Ashley - My Heart Beets says
Louise, that’s great to hear! Thanks for letting us know how it turned out for you on the stovetop! I’m sure this will be helpful for other readers 🙂
Nisha says
This is absolutely delicious and a quick go-to for any week night.
Ashley - My Heart Beets says
Nisha, I’m so glad to hear that! Thanks for letting me know how much you liked it 🙂
Raffat says
how many tomatoes do we need? Sorry don’t think I see in the recipe
Ashley - My Heart Beets says
Hi Raffat, you’ll want to use 2 tomatoes. You can see it in the recipe card at the bottom of the post 🙂
Veda says
Love all of Ashley’s recipes, this one is no exception! My 2 y/o toddler loves it too!
Ashley - My Heart Beets says
Thanks, Veda! That’s so great to hear! Thanks for letting me know how much you and your toddler liked this recipe 🙂
Mimi says
This turned out beautifully and cannot get over how simple and quick the whole process was. I put in 2 green chillies instead of the the half as recommended in the recipe and it came out pretty spicy but made some raita to have on the side.
Will be adding to my regular dishes I reckon!
Ashley - My Heart Beets says
Mimi, that’s so great to hear! Thanks for letting me know how much you liked this dish 🙂
Ginger Bingham says
Made this tonight. It was delicious. The spice combination is amazing. I used ground turkey and brown rice(an organic sprouted brown basmati) I prefer using brown rice to white. I soaked it for close to 2 hrs and did the pressure for 8 minutes. It was done, but the dish was perhaps a little wetter than your photo looked. Any suggestions on a better way to substitute brown for white? And thanks for yet another fabulous recipe!

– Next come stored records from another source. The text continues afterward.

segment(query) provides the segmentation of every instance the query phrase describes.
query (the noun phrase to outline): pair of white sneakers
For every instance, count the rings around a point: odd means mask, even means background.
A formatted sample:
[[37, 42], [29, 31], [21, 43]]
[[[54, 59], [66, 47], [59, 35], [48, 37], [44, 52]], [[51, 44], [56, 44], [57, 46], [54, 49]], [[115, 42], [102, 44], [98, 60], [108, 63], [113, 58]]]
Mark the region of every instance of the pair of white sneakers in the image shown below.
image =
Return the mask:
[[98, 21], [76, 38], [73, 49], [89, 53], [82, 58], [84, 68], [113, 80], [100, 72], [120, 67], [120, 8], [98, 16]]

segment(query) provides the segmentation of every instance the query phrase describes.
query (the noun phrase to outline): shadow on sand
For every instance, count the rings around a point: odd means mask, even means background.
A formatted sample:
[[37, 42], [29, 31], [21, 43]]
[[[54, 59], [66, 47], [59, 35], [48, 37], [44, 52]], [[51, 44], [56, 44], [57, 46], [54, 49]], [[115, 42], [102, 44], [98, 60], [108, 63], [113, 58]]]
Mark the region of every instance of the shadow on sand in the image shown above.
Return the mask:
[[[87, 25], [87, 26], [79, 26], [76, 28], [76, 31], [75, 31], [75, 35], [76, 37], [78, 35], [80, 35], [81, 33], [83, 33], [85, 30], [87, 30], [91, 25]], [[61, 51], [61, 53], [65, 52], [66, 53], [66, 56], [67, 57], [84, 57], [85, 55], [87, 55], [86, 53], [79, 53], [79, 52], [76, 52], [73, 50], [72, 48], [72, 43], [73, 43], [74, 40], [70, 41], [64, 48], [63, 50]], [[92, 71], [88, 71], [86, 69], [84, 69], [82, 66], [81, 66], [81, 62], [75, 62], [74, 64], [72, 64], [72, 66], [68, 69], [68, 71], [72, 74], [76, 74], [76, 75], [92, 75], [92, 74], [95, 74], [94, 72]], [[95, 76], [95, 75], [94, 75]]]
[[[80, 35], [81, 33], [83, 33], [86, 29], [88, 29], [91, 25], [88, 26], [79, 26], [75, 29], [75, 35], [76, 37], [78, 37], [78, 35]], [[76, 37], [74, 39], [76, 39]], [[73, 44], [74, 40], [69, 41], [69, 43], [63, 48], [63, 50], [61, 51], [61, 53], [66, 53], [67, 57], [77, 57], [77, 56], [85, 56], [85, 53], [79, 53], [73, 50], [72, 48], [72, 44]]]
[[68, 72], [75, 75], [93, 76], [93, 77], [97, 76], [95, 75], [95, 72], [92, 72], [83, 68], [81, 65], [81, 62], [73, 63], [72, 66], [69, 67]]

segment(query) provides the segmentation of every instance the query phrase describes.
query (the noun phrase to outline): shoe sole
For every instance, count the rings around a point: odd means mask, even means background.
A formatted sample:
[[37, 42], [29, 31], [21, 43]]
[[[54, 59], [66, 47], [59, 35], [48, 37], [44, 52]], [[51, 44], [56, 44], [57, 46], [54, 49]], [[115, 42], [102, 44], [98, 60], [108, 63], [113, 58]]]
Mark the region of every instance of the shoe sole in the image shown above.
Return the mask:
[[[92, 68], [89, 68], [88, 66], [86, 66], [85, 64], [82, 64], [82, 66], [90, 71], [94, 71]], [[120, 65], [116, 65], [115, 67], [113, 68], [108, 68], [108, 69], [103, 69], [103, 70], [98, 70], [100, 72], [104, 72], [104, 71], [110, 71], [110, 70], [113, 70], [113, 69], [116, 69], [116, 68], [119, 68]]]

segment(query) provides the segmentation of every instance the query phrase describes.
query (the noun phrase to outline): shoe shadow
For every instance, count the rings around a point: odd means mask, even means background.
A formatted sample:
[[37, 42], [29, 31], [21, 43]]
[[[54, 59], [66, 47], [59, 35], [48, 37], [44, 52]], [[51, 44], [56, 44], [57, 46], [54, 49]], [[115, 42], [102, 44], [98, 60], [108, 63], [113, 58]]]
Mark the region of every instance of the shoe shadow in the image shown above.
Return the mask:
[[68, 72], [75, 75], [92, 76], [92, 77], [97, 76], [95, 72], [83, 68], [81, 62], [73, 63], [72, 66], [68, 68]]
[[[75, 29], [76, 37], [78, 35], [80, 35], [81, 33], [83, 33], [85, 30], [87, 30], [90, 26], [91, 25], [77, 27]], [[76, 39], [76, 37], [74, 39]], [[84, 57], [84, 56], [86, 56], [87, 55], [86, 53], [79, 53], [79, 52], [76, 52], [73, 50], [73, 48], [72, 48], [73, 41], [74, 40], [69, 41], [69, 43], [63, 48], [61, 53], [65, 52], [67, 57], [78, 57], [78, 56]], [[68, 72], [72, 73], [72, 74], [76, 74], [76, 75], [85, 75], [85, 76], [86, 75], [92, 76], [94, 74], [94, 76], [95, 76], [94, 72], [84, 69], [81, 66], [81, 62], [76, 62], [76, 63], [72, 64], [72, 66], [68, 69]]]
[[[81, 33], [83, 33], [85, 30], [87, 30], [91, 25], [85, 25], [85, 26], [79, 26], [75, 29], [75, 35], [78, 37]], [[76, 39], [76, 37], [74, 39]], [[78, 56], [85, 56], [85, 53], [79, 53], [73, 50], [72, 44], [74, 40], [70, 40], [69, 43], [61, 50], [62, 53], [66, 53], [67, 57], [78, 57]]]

Ashley - My Heart Beets says
Ginger, thanks for letting us know how it turned out for you with brown rice. I normally soak brown rice for 15-20 minutes and cook for 22 minutes, maybe try that next time?
Debbie Finkelstein says
I love all your recipes and even bought an Instant Pot to make them. Working my way through the main dish recipes at the moment. Needless to say, I’m very pleased, and so is hubby.
Ashley - My Heart Beets says
Debbie, that’s awesome – very happy to hear that 🙂 Please continue to let me know what you think of the recipes you try!